Le coronavirus a-t-il une origine suspecte ? Le professeur Montagnier (parmi d’autres[1]), prix Nobel de biologie, a affirmé sur une chaîne de télévision que le coronavirus a été fabriqué à partir d’un « virus classique, venant surtout de la chauve-souris, mais auquel on a ajouté par-dessus des séquences du VIH » ; peut-être pour créer un vaccin contre le sida, a-t-il ajouté[2].

A présent, est-il nécessaire de vacciner la population mondiale (7 milliards d’individus), comme le veut Bill Gates – qui a admis que cela ferait 700 000 victimes collatérales, il est très optimiste comme on sait – alors que le Covid ne tue que 0,05% de la population[3], moins que d’autres maladies connues non éradiquées par les vaccins ?

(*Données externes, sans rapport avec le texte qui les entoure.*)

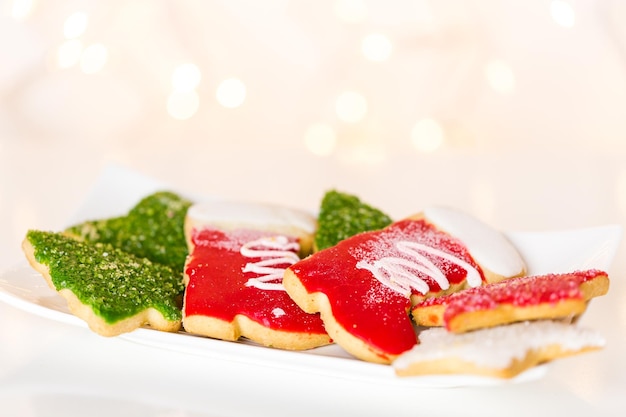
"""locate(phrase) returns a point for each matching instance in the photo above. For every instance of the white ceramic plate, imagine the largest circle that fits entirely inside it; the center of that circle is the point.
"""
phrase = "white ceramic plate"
(544, 252)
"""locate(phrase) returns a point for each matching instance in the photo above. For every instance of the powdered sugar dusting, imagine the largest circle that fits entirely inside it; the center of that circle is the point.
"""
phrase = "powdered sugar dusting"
(497, 347)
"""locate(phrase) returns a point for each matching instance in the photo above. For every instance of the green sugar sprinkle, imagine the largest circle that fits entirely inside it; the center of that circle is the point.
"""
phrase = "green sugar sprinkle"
(344, 215)
(153, 229)
(115, 284)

Très certainement, pour un grand propagandiste de la vaccination biotechnologique et un catalyseur d’énormes capitaux à cette fin. Une pandémie est un moyen très efficace de normaliser les populations et de produire une uniformisation propice à la mondialisation totalitaire, ce qu’un siècle de vaccins a favorisé par vagues successives.

Les spécialistes nous préviennent, les nouveaux vaccins contre le Covid-19 (avec ceux de Pfizer, Moderna, AstraZeneca, il y a 160 autres produits en cours de tests) ont été fait en hâte et sont conçus pour activer le système immunitaire adaptatif (l’ARN, acides aminés qui sont des macromolécules agissant en interaction avec l’ADN porteur des gènes), tout comme le virus a été fabriqué pour agir au niveau génétique (séquence du VIH). “Pure coïncidence”.

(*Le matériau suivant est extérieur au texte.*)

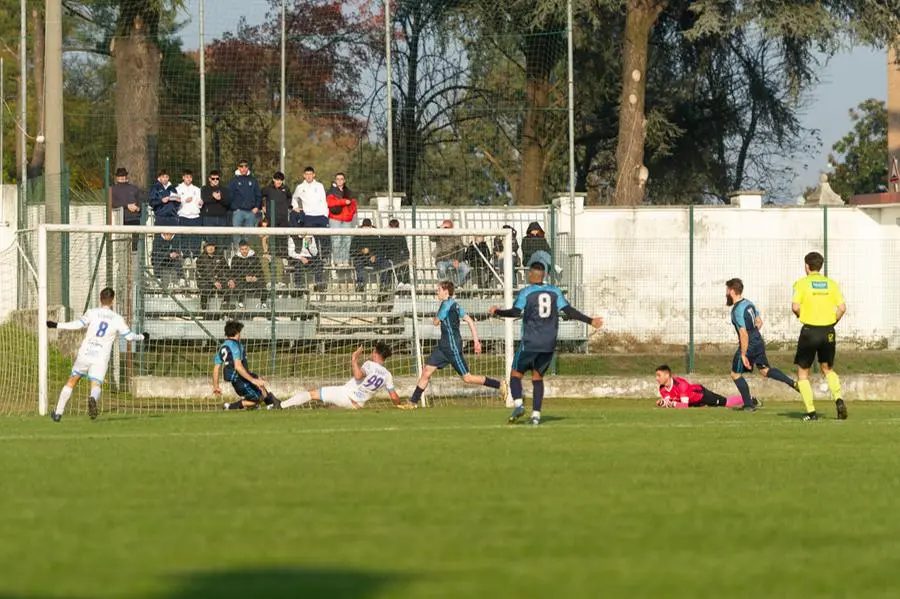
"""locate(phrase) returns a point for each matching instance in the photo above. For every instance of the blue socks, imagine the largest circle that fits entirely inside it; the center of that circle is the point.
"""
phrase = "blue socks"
(492, 383)
(538, 399)
(417, 394)
(744, 390)
(781, 377)
(515, 388)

Le Dr. Wodarg, pneumologue, qui fut président de la commission de la santé du Bundestag (l’Assemblée en Allemagne), initiateur de la commission d’enquête sur la grippe porcine (dont le vaccin fit des dégâts) a déclaré à cette occasion : « Cette vaccination modifie génétiquement la personne qui est vaccinée (…). C’est totalement irresponsable. Je ne peux que recommander aux gens : Ne laissez pas vos enfants se faire vacciner, ne vous faites pas vacciner avec un vaccin produit avec tant de négligence en si peu de temps » [4].

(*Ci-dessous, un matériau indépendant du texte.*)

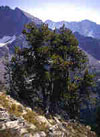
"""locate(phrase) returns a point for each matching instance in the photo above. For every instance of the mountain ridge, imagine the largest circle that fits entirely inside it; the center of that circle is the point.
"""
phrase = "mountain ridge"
(84, 27)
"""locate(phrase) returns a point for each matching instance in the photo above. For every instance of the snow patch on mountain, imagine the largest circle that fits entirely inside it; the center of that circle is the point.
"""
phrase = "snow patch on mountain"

Un autre scientifique indépendant, ex-directeur d’un Institut de pharmacologie et de toxicologie, explique ce qu’est le nouveau vaccin ARN : « Cela signifie clairement une modification génétique des humains. En particulier, nous ne savons pas si ce matériel génétique n’est pas également incorporé dans les cellules germinales, c’est-à-dire les ovules de la femme ou les spermatozoïdes de l’homme, et donc héréditaire. Il est évident que les fabricants de vaccins sont également conscients du risque d’altérations génétiques, car les participants aux essais cliniques de ces nouveaux « vaccins génétiques » doivent s’engager à une contraception stricte. (…) Il y a un scandale politique sans précédent dans le fait que pour ce qui est des vaccinations recommandées ou prescrites le législateur a également exonéré les fabricants de vaccins de toute responsabilité pour les dommages à la vie et à l’intégrité corporelle des citoyens »[5].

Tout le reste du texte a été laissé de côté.